TOPLINE Democratic candidate Raphael Warnock has jumped out to a surprisingly stout 8-point lead in Georgia’s crowded special Senate election race, according to a Quinnipiac poll released Tuesday, which found Warnock (31%) leading incumbent Republican Sen. Kelly Loeffler (23%), Republican Rep. Doug Collins (22%) and fellow Democratic candidate Matt Lieberman (9%).
Rev. Warnock, a Black pastor from Atlanta, has trailed by double-digits for most of the race, and Tuesday’s survey is the first major poll to show him with a lead.
A Monmouth University poll released in late July found Loeffler, who was appointed to the Senate after Sen. Johnny Isakson (R) stepped down last year due to health issues, leading with 26% support, followed by Collins (20%) and Lieberman (14%), with Warnock accounting for just 9%, and a New York Times poll from last week showed Loeffler up four points on both Collins and Warnock.

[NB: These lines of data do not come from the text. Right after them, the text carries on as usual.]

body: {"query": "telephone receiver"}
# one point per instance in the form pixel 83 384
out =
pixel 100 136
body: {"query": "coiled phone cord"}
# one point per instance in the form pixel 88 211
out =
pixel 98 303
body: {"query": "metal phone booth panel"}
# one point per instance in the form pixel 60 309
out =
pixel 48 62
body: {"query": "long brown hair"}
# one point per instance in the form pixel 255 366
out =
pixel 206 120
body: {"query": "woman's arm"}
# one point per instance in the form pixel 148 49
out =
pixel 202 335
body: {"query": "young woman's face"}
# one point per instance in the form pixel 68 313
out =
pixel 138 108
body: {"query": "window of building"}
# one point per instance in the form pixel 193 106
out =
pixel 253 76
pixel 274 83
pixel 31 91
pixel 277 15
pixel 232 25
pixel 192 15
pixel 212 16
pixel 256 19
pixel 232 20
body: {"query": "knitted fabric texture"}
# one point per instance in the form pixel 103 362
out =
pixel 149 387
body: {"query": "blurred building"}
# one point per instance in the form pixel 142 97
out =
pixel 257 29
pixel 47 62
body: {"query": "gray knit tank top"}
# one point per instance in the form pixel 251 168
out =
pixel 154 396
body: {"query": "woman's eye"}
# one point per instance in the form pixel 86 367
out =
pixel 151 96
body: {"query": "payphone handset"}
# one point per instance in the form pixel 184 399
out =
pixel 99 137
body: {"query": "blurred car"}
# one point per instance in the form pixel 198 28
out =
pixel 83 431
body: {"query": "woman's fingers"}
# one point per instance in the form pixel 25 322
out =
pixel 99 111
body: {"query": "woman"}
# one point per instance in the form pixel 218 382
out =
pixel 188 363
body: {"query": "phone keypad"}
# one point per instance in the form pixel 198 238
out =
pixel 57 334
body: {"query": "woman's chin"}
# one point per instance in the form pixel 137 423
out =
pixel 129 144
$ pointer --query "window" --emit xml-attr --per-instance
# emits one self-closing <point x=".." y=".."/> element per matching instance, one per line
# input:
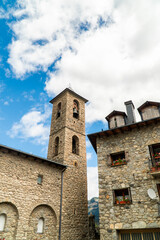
<point x="158" y="188"/>
<point x="56" y="146"/>
<point x="118" y="158"/>
<point x="75" y="145"/>
<point x="122" y="196"/>
<point x="39" y="179"/>
<point x="155" y="154"/>
<point x="75" y="109"/>
<point x="40" y="226"/>
<point x="2" y="222"/>
<point x="58" y="110"/>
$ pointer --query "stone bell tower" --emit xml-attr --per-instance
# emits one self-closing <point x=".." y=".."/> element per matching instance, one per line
<point x="67" y="146"/>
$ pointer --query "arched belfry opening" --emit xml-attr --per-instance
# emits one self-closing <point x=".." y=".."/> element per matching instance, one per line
<point x="75" y="109"/>
<point x="56" y="146"/>
<point x="40" y="225"/>
<point x="3" y="218"/>
<point x="75" y="145"/>
<point x="58" y="110"/>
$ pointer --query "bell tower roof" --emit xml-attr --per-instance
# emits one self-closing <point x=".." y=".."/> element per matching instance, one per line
<point x="70" y="91"/>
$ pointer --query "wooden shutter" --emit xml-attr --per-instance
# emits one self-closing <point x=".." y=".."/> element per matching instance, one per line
<point x="114" y="197"/>
<point x="109" y="160"/>
<point x="127" y="156"/>
<point x="129" y="192"/>
<point x="152" y="155"/>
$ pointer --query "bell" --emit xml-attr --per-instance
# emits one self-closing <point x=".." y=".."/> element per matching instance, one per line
<point x="75" y="110"/>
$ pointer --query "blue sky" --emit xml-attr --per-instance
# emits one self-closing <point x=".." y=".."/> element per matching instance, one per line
<point x="108" y="51"/>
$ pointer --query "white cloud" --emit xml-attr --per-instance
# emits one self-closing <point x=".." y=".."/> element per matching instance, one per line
<point x="108" y="65"/>
<point x="6" y="103"/>
<point x="92" y="179"/>
<point x="88" y="144"/>
<point x="32" y="126"/>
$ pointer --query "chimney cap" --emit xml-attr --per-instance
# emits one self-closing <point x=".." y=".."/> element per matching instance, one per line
<point x="148" y="103"/>
<point x="129" y="102"/>
<point x="115" y="113"/>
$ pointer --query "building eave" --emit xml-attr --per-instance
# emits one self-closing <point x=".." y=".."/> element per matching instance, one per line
<point x="9" y="149"/>
<point x="71" y="91"/>
<point x="114" y="131"/>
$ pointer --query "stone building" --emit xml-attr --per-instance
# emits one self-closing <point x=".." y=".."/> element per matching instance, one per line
<point x="47" y="198"/>
<point x="129" y="174"/>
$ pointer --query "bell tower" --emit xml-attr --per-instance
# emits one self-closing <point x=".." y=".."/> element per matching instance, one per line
<point x="67" y="146"/>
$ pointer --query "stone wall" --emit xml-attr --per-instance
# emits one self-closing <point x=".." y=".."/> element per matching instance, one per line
<point x="75" y="205"/>
<point x="142" y="213"/>
<point x="24" y="201"/>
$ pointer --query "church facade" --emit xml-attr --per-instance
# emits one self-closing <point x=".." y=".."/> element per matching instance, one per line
<point x="47" y="198"/>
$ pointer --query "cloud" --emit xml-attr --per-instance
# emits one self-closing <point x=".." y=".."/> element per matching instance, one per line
<point x="29" y="95"/>
<point x="32" y="126"/>
<point x="107" y="50"/>
<point x="92" y="178"/>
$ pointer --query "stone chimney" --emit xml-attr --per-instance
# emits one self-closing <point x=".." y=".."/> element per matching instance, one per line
<point x="130" y="112"/>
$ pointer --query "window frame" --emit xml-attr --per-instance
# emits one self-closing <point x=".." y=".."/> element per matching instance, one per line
<point x="76" y="106"/>
<point x="75" y="146"/>
<point x="59" y="107"/>
<point x="117" y="202"/>
<point x="40" y="176"/>
<point x="111" y="161"/>
<point x="155" y="160"/>
<point x="56" y="146"/>
<point x="4" y="222"/>
<point x="42" y="228"/>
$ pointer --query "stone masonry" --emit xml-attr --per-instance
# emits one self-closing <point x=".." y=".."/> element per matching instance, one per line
<point x="24" y="201"/>
<point x="74" y="206"/>
<point x="142" y="213"/>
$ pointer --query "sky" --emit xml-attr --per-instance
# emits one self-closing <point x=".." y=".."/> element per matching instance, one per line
<point x="108" y="51"/>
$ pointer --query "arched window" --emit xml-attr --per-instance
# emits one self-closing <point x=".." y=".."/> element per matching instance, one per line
<point x="58" y="110"/>
<point x="40" y="226"/>
<point x="75" y="109"/>
<point x="75" y="145"/>
<point x="56" y="146"/>
<point x="2" y="222"/>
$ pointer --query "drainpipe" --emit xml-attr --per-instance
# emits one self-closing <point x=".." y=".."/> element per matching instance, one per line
<point x="60" y="216"/>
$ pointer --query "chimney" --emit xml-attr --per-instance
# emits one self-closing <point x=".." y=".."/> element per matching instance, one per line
<point x="130" y="112"/>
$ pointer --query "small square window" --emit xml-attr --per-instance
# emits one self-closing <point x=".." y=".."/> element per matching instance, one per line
<point x="122" y="196"/>
<point x="155" y="154"/>
<point x="118" y="159"/>
<point x="158" y="188"/>
<point x="39" y="179"/>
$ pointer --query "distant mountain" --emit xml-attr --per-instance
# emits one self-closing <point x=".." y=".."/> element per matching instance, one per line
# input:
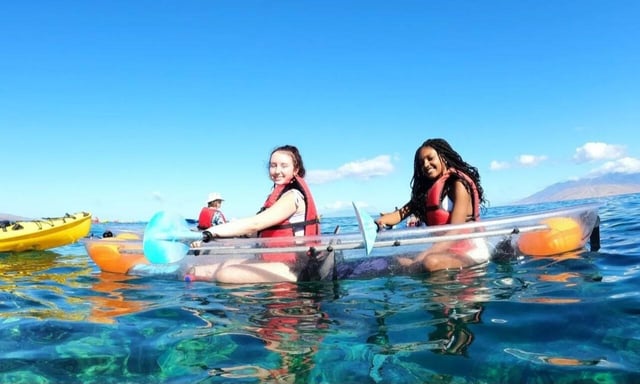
<point x="606" y="185"/>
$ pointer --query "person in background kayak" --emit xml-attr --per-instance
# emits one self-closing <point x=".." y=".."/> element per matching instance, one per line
<point x="289" y="211"/>
<point x="444" y="190"/>
<point x="211" y="214"/>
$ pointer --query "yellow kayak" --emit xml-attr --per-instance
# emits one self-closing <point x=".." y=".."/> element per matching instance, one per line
<point x="45" y="233"/>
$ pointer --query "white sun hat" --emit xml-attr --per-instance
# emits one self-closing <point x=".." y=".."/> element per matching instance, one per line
<point x="213" y="196"/>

Last Friday, former President Barack Obama endorsed Warnock, who has also received high-profile endorsements from former President Jimmy Carter, Former U.S. Attorney General Eric Holder, and Stacey Abrams, who served in the Georgia House of Representatives from 2007 to 2017.
If no candidate receives more than 50% of the vote on November 3, the two top finishers will advance to a January runoff.

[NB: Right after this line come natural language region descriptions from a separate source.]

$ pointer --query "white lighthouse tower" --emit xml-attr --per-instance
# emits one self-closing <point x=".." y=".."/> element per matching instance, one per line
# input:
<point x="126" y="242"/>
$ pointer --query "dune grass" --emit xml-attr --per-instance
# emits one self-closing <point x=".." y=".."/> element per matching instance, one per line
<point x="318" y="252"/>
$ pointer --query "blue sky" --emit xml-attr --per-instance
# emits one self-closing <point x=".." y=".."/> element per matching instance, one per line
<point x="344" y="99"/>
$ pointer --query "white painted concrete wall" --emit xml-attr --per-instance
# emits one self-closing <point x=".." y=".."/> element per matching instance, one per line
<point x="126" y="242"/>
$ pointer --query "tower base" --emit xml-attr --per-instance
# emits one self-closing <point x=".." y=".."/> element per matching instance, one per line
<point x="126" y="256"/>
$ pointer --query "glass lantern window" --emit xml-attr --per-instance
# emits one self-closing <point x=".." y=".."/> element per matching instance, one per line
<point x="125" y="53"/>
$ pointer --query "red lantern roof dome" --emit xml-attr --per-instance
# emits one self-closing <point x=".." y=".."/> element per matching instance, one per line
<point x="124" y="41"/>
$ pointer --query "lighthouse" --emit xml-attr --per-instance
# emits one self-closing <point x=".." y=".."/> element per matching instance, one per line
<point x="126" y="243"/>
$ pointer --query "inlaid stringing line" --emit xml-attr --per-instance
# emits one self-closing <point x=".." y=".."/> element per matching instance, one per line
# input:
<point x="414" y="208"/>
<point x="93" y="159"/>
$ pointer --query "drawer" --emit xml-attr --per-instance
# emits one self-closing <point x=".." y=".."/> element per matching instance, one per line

In recent weeks, many prominent Democrats have called for Matt Lieberman, son of former Sen. Joe Lieberman, to abandon his U.S. Senate bid to fortify support for Warnock.
“I think that Matt may be a good person, but he is not the right candidate. I think the best result for all is for Matt to step back and realize that Rev. Warnock is the right candidate for the state of Georgia,” Stacy Abrams said last week. “If we want a real leader, we need Matt Lieberman to understand that he is not called for this moment and to step back and to let support consolidate around Raphael Warnock so that he can lead.”

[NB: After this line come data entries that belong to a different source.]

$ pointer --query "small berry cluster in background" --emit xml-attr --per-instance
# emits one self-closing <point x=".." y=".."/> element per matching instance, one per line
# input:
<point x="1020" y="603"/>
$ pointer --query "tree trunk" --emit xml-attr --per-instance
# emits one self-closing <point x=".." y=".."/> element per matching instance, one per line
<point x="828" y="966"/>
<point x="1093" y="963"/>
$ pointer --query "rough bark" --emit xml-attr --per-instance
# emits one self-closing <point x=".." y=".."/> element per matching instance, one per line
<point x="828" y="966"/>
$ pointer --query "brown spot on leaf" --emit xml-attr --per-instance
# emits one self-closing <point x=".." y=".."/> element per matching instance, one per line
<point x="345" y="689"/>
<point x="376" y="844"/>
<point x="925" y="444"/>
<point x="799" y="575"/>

Warnock is one of 12 children raised in a public housing project and reportedly the first person in his family to graduate from college. He currently serves as the pastor of Ebenezer Baptist Church, the Reverend Dr. Martin Luther King Jr.’s former congregation. In early August, players from five different WNBA teams, including the Atlanta Dream, wore “Vote Warnock” T-shirts to games after Loeffler, a co-owner of the Dream, sent a letter to the WNBA Commissioner objecting to the league’s plans to honor the Black Lives Matter movement. In response, Loeffler, issued a statement referencing cancel culture and blasting the WNBA, claiming “it’s clear that the league is more concerned with playing politics than basketball.” Dream forward Elizabeth Williams told reporters, “when we realized what our owner was doing and how she was kind of using us and the Black Lives Matter movement for her political gain; we felt like we didn’t want to feel kind of lost as the pawns in this. We can’t really do anything about her ownership. That’s not something we can control. We can control who we vote for.”
Tuesday’s Quinnipiac poll also showed Joe Biden leading President Trump 50% to 47% and Sen. David Perdue (R) in a dead heat with his Democratic challenger, Jon Ossoff, 49% to 48%, for Georgia’s other Senate seat.
2%: That the percentage of respondents who said they were open to changing their minds about who they would vote for in November’s presidential election.